Build	Pattern	Agents	Key Metric	Lesson
LinkedIn Intelligence Pipeline	Sequential handoffs	~6 agents across multiple sessions	Zero context loss, many bugs fixed first try	File-based handoffs work. Thick specs prevent re-exploration.
Transcript Processing	Parallel fanout	~15 agents	100% success, <$0.20/item, minutes end-to-end	Embarrassingly parallel = massive speedup. Disjoint batches only.
KB Orchestration	Wave 1 parallel → Wave 2 sequential	~6 agents across 2 waves	3 analysis → 1 synthesis	Mixed patterns work when wave boundaries are correct.
Query Engine Build	Sequential phases	~6 phases	200+ tests passing	TDD at each phase prevents cascading failures.
META Analysis	Single agent, corpus-wide	1 agent	~150 items across ~10 segments	Sometimes 1 agent is better than many. Corpus-wide > per-item.
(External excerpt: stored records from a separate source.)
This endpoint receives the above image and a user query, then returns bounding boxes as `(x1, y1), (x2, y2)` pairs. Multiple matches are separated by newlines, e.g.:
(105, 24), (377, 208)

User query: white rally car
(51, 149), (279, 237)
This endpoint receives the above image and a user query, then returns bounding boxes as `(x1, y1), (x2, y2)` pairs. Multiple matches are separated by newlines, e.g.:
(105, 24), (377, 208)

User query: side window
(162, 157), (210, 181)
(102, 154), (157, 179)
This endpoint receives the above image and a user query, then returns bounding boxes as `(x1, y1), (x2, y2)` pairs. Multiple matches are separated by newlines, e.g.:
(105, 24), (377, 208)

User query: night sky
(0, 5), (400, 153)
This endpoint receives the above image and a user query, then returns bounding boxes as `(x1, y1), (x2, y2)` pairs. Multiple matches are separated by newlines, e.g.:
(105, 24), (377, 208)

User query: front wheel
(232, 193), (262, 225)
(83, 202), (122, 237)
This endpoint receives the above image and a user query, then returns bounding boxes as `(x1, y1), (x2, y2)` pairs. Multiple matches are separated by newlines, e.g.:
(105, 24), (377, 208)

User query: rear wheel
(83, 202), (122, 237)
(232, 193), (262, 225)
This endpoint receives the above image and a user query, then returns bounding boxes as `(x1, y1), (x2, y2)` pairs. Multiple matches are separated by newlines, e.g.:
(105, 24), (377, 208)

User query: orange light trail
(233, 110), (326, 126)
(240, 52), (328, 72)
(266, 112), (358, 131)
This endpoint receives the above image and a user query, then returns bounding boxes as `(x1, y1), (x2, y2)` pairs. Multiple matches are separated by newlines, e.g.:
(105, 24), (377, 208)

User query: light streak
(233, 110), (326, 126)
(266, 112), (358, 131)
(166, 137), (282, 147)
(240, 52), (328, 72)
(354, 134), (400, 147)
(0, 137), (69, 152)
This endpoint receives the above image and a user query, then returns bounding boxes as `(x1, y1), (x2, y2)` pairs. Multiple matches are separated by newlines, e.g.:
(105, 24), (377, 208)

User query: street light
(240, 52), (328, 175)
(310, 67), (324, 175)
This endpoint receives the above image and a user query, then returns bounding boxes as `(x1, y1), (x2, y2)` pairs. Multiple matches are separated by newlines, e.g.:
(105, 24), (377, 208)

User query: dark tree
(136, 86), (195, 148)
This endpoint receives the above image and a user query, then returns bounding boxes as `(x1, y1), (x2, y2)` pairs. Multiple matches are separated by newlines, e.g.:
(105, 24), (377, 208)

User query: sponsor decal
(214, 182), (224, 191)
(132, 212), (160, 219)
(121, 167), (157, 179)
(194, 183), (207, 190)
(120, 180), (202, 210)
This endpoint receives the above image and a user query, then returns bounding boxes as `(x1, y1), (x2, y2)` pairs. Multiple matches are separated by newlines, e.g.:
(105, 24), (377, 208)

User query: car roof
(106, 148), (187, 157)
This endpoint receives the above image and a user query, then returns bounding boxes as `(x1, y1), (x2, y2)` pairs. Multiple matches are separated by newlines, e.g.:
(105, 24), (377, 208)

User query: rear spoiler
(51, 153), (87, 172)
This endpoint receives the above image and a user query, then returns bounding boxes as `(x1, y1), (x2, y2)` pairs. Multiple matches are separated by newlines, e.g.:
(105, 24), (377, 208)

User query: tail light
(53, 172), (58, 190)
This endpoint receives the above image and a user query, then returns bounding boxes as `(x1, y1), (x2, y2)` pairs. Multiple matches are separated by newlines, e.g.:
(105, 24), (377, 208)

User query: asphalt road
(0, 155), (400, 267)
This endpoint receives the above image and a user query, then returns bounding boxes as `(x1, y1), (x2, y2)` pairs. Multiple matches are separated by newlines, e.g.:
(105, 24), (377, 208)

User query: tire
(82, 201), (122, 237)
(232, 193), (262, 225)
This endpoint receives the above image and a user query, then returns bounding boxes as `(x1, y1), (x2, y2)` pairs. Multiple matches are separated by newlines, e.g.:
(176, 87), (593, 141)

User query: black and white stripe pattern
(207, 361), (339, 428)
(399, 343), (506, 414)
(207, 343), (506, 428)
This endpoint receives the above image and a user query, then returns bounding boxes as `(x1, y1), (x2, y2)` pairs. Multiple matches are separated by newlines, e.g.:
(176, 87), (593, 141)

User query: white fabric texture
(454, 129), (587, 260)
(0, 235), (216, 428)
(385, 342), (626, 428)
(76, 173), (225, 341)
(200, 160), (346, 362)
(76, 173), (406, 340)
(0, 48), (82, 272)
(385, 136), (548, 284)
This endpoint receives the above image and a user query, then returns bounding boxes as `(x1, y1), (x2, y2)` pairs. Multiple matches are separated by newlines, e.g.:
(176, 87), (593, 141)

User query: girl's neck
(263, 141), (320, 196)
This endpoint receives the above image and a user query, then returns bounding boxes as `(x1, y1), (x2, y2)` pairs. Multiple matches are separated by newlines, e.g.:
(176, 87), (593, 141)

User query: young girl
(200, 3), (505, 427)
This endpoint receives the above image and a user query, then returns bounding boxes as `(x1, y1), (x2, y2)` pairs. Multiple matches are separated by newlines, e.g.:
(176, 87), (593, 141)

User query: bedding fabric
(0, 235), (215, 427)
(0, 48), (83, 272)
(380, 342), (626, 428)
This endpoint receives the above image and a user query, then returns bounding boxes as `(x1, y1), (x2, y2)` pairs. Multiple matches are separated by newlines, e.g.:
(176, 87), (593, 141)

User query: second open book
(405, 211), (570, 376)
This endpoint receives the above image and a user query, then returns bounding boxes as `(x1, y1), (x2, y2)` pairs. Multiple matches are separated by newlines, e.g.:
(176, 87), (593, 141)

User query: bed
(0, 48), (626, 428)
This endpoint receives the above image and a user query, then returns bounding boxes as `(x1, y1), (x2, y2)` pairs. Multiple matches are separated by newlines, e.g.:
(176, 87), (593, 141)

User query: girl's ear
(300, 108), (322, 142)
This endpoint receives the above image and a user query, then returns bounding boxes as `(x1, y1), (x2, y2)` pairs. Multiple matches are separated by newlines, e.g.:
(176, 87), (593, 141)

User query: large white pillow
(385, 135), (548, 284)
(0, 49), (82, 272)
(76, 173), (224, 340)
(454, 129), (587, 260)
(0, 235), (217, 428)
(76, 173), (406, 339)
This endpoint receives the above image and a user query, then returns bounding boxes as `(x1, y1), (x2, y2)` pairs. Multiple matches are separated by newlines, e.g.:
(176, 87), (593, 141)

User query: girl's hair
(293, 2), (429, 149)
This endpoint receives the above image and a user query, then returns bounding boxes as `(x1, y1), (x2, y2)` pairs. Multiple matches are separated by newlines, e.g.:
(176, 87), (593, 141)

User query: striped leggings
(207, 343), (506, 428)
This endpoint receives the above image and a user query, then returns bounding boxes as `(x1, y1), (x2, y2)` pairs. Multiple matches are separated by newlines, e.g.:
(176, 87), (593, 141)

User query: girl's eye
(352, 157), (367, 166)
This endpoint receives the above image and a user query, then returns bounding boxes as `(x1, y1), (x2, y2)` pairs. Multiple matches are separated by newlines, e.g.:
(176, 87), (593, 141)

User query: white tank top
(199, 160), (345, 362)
The META Analysis lesson is critical: The best "team" for corpus-wide analysis was a single agent with grep. Don't parallelize when a single agent with good tools is faster.

Quick Reference

Coordination Overhead Test: If overhead > 30% of sequential time, don't parallelize.

Three patterns: Sequential (reliable, slow), Fanout-fanin (fast, rigid), Foundation + Waves (flexible, complex).

8 questions: File outputs? Contract tests? Failure modes? Spec thickness? Merge strategy? Verification agent? Minimum team size? Test fixtures?

Contract tests ARE coordination. Each agent implements logic that transforms input fixtures into output fixtures. The chain of fixtures IS the integration test.

Self-reported "✅ COMPLETE" is not verification. The final agent runs the E2E test independently.

When in doubt, go sequential. It has 5 verified successes and zero failures. Parallelism has higher variance.